Сокрушительно прозвучавшие слова следователя сломали Мирона изнутри, осквернив его отцовский дух.
– Нам пришлось выяснить, что Вы пользуетесь снотворным и сильным успокоительным. У Вас нередко бывают эмоциональные срывы, которые Вы так и не научились контролировать! Мирон, уж простите, что перешел на ты, но, как мужчина и как отец, постарайся услышать и понять. Не для протокола и не по службе я сейчас это всё скажу. Складывается одна из самых очевидных версий. Ты с детьми выехал на прогулку, всё проходило по плану и замечательно, дети довольны. Как вдруг у тебя возникло обострение, которое ты не мог адекватно расценить из-за изменения сознания. Для тебя бытность не изменилась, ты был уверен в правоте своих действий. Ты, возможно, даже по случайности опоил детей снотворным и вдруг увидел, что они начали засыпать. Выработанный инстинкт заботливого отца сработал, и ты начал искать, где уложить своих чад. Донес их до первого дома, к твоему счастью хозяин находился в состоянии алкогольного опьянения и спал. Затем ты со спокойной душой уложил детей на кровать, а сам вернулся, как ни в чём не бывало, в то место, откуда пришел. Спустя время ты неожиданно понял, что детей нет, кинулся искать, бежал, как оказалось, лишь за своим воображением. Сам же потом запутался, нашел эти древние «фильтры», в них у тебя снова разыгралась фантазия. Под впечатлением в темноте якобы разобрал силуэты, и тут ты, наконец-то, вышел к домам, где и был ранее. Всё получается очевидно просто! Слава Богу, тут тебя опередили, и все в итоге оказались в безопасности. Мирон, ты понимаешь, это болезнь, и подобное, хоть и неосознанно, ты мог сделать своими руками.

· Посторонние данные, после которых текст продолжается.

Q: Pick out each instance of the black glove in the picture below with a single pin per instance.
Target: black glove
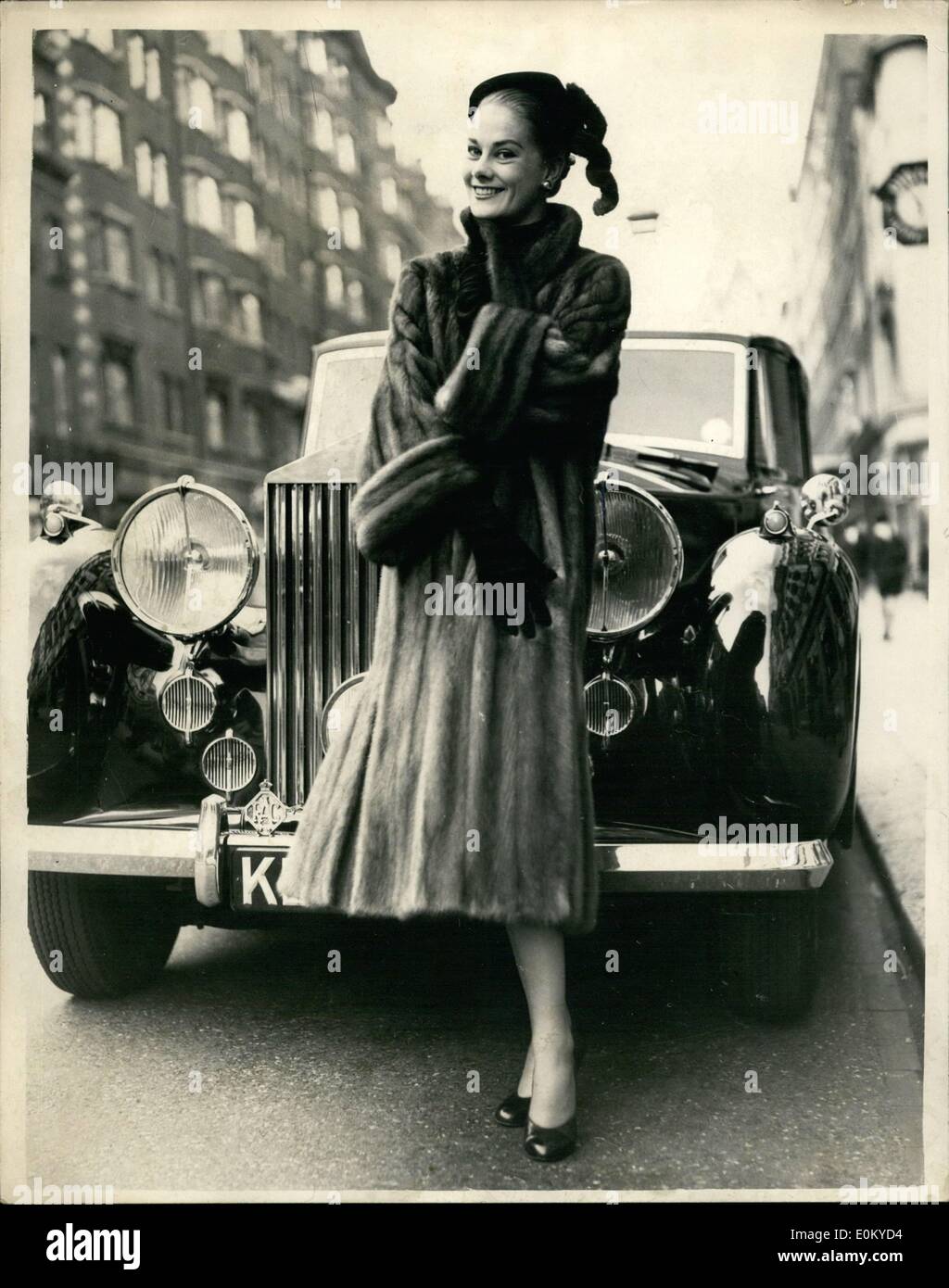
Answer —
(502, 557)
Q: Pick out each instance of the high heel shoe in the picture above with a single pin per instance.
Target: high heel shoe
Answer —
(551, 1144)
(514, 1109)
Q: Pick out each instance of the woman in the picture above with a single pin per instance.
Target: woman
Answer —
(463, 783)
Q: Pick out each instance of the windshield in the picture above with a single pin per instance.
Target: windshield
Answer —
(688, 395)
(346, 384)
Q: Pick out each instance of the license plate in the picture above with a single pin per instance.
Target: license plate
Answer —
(254, 875)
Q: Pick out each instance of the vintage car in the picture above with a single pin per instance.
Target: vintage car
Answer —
(175, 728)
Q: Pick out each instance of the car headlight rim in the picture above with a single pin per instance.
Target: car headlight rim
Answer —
(250, 545)
(331, 705)
(605, 635)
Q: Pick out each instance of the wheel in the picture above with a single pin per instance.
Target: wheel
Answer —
(766, 952)
(101, 937)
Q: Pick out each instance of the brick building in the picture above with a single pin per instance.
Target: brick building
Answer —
(860, 317)
(207, 208)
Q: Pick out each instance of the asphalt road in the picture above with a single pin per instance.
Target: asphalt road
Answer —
(386, 1074)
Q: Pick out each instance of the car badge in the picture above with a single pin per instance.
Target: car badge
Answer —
(267, 812)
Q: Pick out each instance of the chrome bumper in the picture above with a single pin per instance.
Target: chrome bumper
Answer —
(649, 867)
(122, 852)
(693, 868)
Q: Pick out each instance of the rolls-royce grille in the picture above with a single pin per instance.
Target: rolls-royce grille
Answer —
(321, 614)
(187, 702)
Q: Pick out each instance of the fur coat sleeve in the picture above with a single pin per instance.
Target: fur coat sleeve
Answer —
(523, 380)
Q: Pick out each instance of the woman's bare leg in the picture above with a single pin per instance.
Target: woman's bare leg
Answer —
(548, 1076)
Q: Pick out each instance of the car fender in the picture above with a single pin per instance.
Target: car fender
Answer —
(779, 679)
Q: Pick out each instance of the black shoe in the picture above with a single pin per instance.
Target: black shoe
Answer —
(512, 1110)
(550, 1144)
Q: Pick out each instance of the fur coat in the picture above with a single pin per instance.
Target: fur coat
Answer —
(462, 785)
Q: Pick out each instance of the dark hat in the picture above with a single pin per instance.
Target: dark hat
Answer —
(571, 118)
(548, 89)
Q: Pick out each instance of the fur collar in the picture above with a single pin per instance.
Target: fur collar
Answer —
(516, 276)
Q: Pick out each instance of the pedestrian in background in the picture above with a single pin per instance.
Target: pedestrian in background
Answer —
(855, 542)
(888, 561)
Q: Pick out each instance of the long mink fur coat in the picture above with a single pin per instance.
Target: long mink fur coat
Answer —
(462, 785)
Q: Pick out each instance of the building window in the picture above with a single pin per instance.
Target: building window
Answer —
(238, 134)
(273, 171)
(245, 232)
(215, 419)
(119, 384)
(52, 236)
(333, 278)
(284, 107)
(277, 255)
(196, 102)
(392, 260)
(248, 321)
(384, 131)
(40, 121)
(159, 181)
(33, 388)
(152, 75)
(346, 152)
(356, 301)
(313, 56)
(143, 169)
(135, 50)
(98, 133)
(389, 195)
(327, 208)
(171, 405)
(202, 202)
(109, 250)
(161, 280)
(59, 369)
(320, 129)
(352, 232)
(227, 45)
(253, 428)
(251, 72)
(210, 300)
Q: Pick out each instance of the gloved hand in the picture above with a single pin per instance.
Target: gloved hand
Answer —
(502, 557)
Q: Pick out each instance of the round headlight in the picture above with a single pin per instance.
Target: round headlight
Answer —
(228, 763)
(184, 558)
(339, 710)
(638, 559)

Капитан Богдасаров дал время «переварить» услышанное.
– Как часто ты обращаешься к врачу? Когда последний раз у него наблюдался? – продолжал задавать вопросы сотрудник следственного отдела Дамир Денисович.
Но Мирон уже, теряя сознание, перестал слышать и дышать. Перед ним были лишь лежащие на земле воздушные змеи его детей, и даже дом под номером 121 для него перестал существовать.
– Мирон Данилович! – начал трясти его за плечи, приводя в чувство, Богдасаров.
Отца охватила минутная слабость, он пришел в сознание и с ужасом смотрел на полицейского. Нельзя убедить себя и поверить в содеянное. Представленная капитаном версия выглядела очень правдоподобно. Но мозг не соглашался, отрицал любую возможность поверить в произошедшее. Сказать себе, что ты болен и тем более псих – само по себе нелепо и противоестественно. Но в глубине души Мирон по-настоящему испугался.